LaborPress

September 16, 2013
By Neal Tepel


New York, NY – While recent news reports have brought attention to thousands of needed repairs gone unaddressed  in New York City's public Housing Authority (NYCHA), the other story is the poorly managed  NYCHA Capital Projects. At each of the 14 companies which have been "pre-qualified" to do major physical upgrade work for  NYCHA, employees earn as much or more than workers employed by the City of  New York who do the same jobs.

An audit by the City Comptroller  released just  last year found that the bulk of these projects are inadequately  supervised, allowing consultants with an incentive to hike their salaries, go over budget, and gain even more profits at the expense of  taxpayers. Millions of dollars are poorly spent on consultants and the outsourcing of various administrative functions.

The mismanagement of funds within NYCHA’s Capital Projects Division takes millions away from addressing much needed repairs. NYCHA staffing has been cut by more than 25% over the last ten years. At the same time, cuts in federal funding by HUD have been going on for 30 years.  Sequestration has also had a further devastating effect on building maintenance. It's more important than ever that funds be managed properly.

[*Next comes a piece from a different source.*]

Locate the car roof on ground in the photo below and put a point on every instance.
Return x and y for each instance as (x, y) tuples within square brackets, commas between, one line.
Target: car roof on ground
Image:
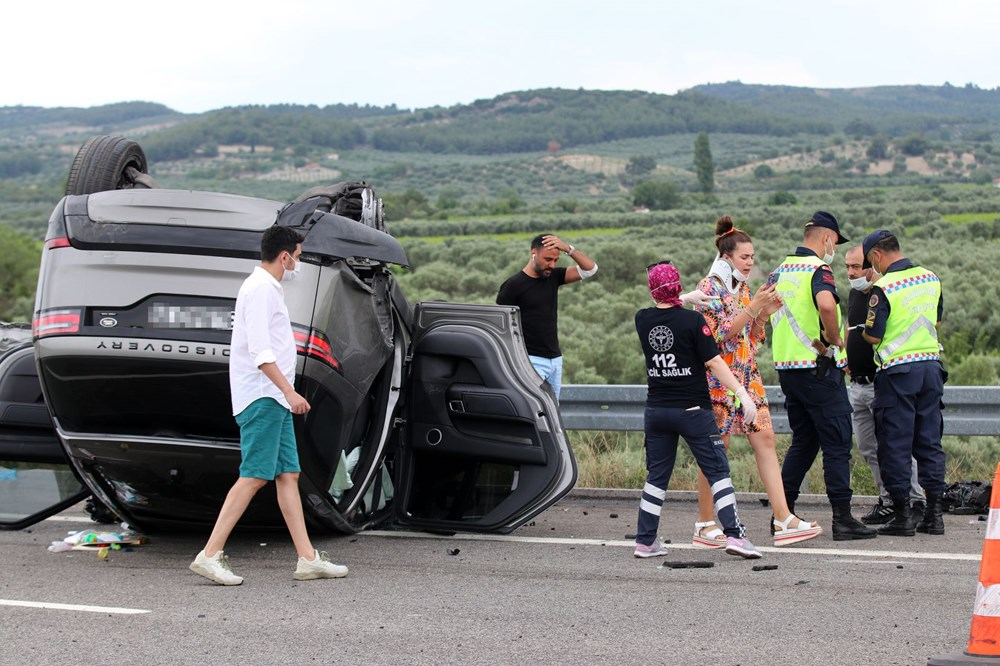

"Local 375 played a major role in bringing the excessive  overbilling  at CityTime to light," said President Claude Fort of Local 375. "Now we are doing the same with The NYCHA consultants." Claude pointed to a recent audit by  City Comptroller  John Liu released in March of last year. Liu said that NYCHA's internal software system, "Primavera" "did not provide accurate and complete information,"  and that the minutes of meetings with consultants were routinely missing. The report conclusions were  ignored by the  Bloomberg Administration and NYCHA Management.

A letter sent in March of this year by  House Rep. Tom Coburn to Cabinet Secretary of HUD Shaun  Donovan (who  used to be a top housing official in New York City) pointed  to a recent expose in the Daily News of years going by without needed  repairs having been made in  thousands  of cases. Coburn slammed NYCHA for mismanagement, including the well-popularized case of $42 million for security cameras going unspent. Yet Coburn overlooked the greatest problem at NYCHA — the collaboration and collusion between NYCHA officials and consultant firms to pocket exorbitant profits.

Local 375 Secretary-Treasurer Mitch Feder, a NYCHA employee  said that  "NYCHA's over  ten-year experiment with Construction Management (CM) firms  has  shown they produce no savings over doing the work in-house  — on the contrary, the CM's cost much  more."